DOHA (Reuters) - The United States’s special envoy for Afghanistan, Zalmay Khalilzad, has arrived in Doha, sources said on Thursday, where he is set to meet with the insurgent Taliban at a delicate time for the Afghan peace process as Washington reviews its options.
Khalilzad’s planned meetings with Taliban leaders in Doha would be the first in person since President Joe Biden’s administration announced it was reviewing plans for the peace process.
Khalilzad landed in the Qatari capital where U.S. brokered negotiations between the Afghan government and Taliban are being held, on Wednesday evening, two sources following the peace process said. A spokesman for his team did not immediately respond to a request for comment.
The visit is part of a regional trip and follows three days of discussions with political leaders in Kabul.
“In Kabul, I discussed various options/alternatives to propel the process forward,” Khalilzad had said early on Thursday on Twitter.

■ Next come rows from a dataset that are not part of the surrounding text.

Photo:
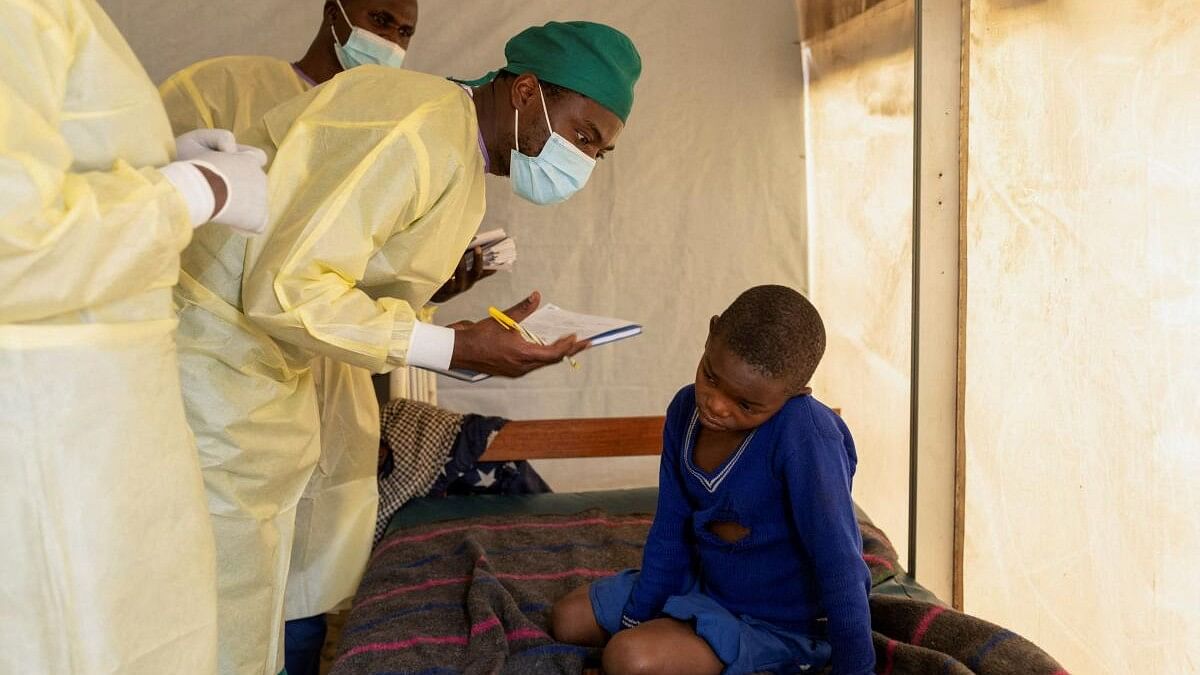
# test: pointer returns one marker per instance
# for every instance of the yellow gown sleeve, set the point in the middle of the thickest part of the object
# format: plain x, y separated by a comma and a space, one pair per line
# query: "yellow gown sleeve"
72, 239
185, 103
367, 221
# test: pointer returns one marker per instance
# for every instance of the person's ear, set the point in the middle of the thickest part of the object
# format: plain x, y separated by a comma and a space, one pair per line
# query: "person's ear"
523, 90
330, 13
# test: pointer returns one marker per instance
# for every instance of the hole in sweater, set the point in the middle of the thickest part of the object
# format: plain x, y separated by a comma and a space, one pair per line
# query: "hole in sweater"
729, 531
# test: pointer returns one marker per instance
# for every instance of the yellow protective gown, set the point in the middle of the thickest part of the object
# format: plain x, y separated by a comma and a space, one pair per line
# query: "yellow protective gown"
377, 183
107, 551
335, 517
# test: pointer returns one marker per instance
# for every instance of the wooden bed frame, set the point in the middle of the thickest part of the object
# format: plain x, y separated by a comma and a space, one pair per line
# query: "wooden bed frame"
574, 438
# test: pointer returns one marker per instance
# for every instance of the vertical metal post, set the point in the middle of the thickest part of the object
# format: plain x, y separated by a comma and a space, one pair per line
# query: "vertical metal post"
934, 412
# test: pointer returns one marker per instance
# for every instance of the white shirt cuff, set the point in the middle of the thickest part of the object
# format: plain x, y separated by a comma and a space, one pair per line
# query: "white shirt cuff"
193, 187
430, 346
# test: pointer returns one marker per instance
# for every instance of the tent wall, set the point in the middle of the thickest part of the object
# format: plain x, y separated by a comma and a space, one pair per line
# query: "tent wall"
1083, 356
859, 135
703, 197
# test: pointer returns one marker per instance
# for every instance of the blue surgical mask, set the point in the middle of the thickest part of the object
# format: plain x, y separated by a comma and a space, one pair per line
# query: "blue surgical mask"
559, 171
365, 47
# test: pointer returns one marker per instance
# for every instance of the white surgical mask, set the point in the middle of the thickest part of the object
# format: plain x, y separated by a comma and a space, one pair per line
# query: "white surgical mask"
559, 171
365, 47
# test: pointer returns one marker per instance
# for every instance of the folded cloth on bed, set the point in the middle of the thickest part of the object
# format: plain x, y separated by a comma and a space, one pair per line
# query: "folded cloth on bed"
473, 596
433, 452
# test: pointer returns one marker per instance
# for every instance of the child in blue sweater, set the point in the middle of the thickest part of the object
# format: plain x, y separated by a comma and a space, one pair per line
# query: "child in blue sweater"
755, 561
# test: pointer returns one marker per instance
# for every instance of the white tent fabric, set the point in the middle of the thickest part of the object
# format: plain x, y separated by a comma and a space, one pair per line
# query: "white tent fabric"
859, 127
703, 197
1083, 354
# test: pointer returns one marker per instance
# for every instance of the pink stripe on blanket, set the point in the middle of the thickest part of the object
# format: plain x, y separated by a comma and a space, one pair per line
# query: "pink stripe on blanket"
604, 521
877, 560
435, 583
925, 622
484, 626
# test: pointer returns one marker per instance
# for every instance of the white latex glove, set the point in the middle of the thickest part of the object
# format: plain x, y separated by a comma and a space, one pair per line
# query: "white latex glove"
245, 208
195, 143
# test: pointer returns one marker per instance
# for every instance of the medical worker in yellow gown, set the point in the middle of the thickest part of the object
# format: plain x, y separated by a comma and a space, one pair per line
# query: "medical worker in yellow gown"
106, 551
335, 515
377, 186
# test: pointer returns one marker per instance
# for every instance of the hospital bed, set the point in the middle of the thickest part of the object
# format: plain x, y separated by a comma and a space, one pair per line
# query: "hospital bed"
466, 584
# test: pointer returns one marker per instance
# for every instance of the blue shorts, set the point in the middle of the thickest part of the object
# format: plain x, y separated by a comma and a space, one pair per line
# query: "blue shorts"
743, 643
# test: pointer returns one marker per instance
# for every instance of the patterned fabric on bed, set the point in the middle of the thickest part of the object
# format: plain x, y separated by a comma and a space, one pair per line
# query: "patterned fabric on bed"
433, 452
473, 596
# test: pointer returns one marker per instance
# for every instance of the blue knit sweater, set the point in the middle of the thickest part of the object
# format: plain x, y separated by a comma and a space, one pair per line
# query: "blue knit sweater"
789, 484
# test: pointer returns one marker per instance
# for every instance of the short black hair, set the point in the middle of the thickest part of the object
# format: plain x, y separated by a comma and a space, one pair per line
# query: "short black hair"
775, 330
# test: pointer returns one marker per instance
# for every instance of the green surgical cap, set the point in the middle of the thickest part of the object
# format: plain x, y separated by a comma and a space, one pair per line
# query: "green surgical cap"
595, 60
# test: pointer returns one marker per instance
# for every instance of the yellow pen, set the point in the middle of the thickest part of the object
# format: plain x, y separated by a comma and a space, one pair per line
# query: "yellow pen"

Previous U.S. President Donald Trump had signed a troop withdrawal deal with the Taliban in February 2020 under which all international forces were expected to leave the country by May 2021. However violence has risen and NATO officials say some conditions of the deal, including the Taliban cutting ties with international militant groups, have not been met, which the Taliban disputes.
The peace process has largely slowed. After launching negotiations in September the two sides are still talking about what should be on the agenda for negotiations, according to diplomats and Afghan government officials.
“Doha is going nowhere,” a source with knowedge of the discussions said, referring to the peace process and adding that key players were considering what other options might be possible to accelerate proceedings, a topic expected to be a major point of discussion during Khalilzad’s trip.